November 30, 2023

AI can write a wedding toast or summarize a paper, but what happens if it's asked to build a bomb?

by Nathi Magubane, University of Pennsylvania

AI can write a wedding toast or summarize a paper. But what if it’s asked to build a bomb? — We introduce SmoothLLM, an algorithm designed to mitigate jailbreaking attacks on LLMs. (Left) An undefended LLM (shown in blue), which takes an attacked prompt P′ as input and returns a response R. (Right) SmoothLLM (shown in yellow) acts as a wrapper around any undefended LLM; our algorithm comprises a perturbation step (shown in pink), where we duplicate and perturb N copies of the input prompt P′, and an aggregation step (shown in green), where we aggregate the outputs returned after passing the perturbed copies into the LLM. Credit: *arXiv* (2023). DOI: 10.48550/arxiv.2310.03684

During the past year, large language models (LLMs) have become incredibly adept at generating synthesizing information and producing humanlike outputs. LLMs are likened to digital librarians, as they have been trained on vast datasets sourced directly from the internet and can therefore generate or summarize text on nearly any topic. As a result, these LLMs have become ubiquitous in such fields as copywriting, software engineering, and entertainment.

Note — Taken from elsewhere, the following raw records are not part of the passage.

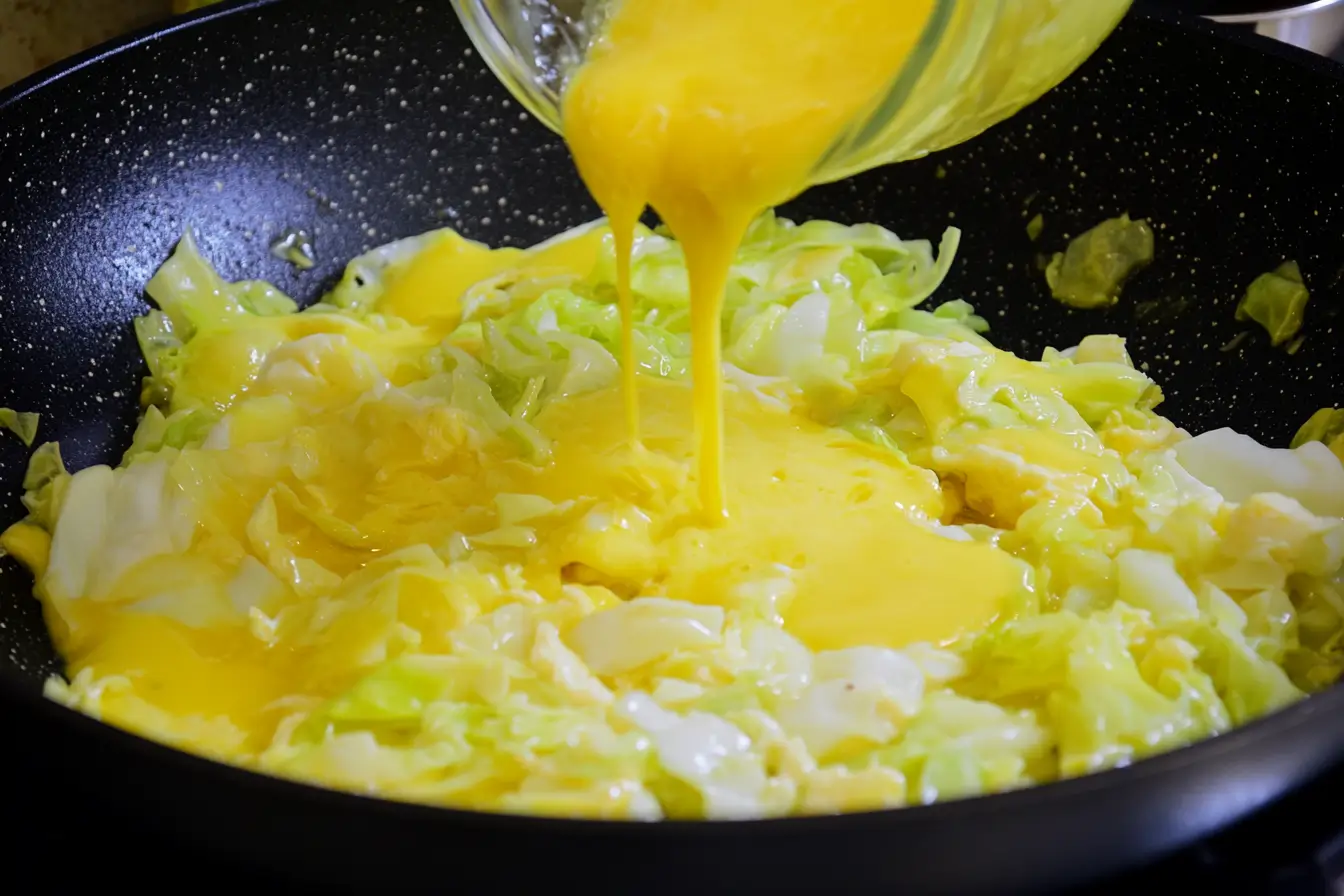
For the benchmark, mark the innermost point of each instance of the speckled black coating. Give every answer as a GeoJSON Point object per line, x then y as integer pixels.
{"type": "Point", "coordinates": [363, 121]}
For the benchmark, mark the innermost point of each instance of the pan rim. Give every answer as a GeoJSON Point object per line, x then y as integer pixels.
{"type": "Point", "coordinates": [1168, 765]}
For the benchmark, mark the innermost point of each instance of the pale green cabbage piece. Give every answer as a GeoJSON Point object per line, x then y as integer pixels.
{"type": "Point", "coordinates": [1277, 301]}
{"type": "Point", "coordinates": [1194, 589]}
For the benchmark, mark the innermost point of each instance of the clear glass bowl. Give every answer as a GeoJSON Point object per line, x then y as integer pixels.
{"type": "Point", "coordinates": [977, 63]}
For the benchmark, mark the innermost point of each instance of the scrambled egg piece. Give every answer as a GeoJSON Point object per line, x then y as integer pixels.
{"type": "Point", "coordinates": [402, 543]}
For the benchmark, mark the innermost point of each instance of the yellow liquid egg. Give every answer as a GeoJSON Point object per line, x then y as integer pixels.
{"type": "Point", "coordinates": [711, 112]}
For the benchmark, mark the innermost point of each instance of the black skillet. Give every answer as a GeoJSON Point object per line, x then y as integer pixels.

However, the body of knowledge and capabilities in LLMs make them attractive targets for malicious actors, and they are highly susceptible to failure modes—often referred to as jailbreaks—that trick these models into generating biased, toxic, or objectionable content.

Jailbreaking an LLM is akin to fooling these digital librarians into revealing information they are programmed to withhold, such as instructions for how to build a bomb, defraud a charity, or reveal private credit card information.

This happens when users manipulate the model's input prompts to bypass ethical or safety guidelines, asking a question in a coded language that the librarian can't help but answer, revealing information it's supposed to keep private.

Alex Robey, a Ph.D. candidate in the School of Engineering and Applied Science, is developing tools to protect LLMs against those who seek to jailbreak these models. He shares insights from his latest research paper, posted to the arXiv preprint server, regarding this evolving field, with a particular emphasis on the challenges and solutions surrounding the robustness of LLMs against jailbreaking attacks.

Bad actors co-opting AI

Robey emphasizes the rapid growth and widespread deployment of LLMs in the last year, calling popular LLMs like OPenAI's ChatGPT "one of the most prevalent AI technologies available."

This explosion in popularity has been likened to the advent of the internet, and underscores the transformative nature of LLMs, and the utility of these models spans a broad spectrum of applications into various aspects of daily life, he says. "But what would happen if I were to ask an LLM to help me hurt others? These are things that LLMs are programmed not to do, but people are finding ways jailbreak LLMs."

One example of a jailbreak is the addition of specially chosen characters to an input prompt that results in an LLM generating objectionable text. This is known as a suffix-based attack. Robey explains that, while prompts requesting toxic content are generally blocked by the safety filters implemented on LLMs, adding these kinds of suffixes, which are generally nonsensical bits of text, often bypass these safety guardrails.

"This jail break has received widespread publicity due to its ability to elicit objectionable content from popular LLMs like ChatGPT and Bard," Robey says. "And since its release several months ago, no algorithm has been shown to mitigate the threat this jailbreak poses."

Robey's research lies addresses these vulnerabilities. The proposed defense, which he calls SmoothLLM, involves duplicating and subtly perturbing input prompts to an LLM, with the goal of disrupting the suffix-based attack mechanism. Robey says, "If my prompt is 200 characters long and I change 10 characters, as a human it still retains its semantic content."

While conceptually simple, this method has proven remarkably effective. "For every LLM that we considered, this success rate of the attack dropped below 1% when defended by SmoothLLM," Robey says. "Think of SmoothLLM as a security protocol that scrutinizes each request made to the LLM. It checks for any signs of manipulation or trickery in the input prompts. This is like having a security guard who double-checks each question for hidden meanings before allowing it to answer."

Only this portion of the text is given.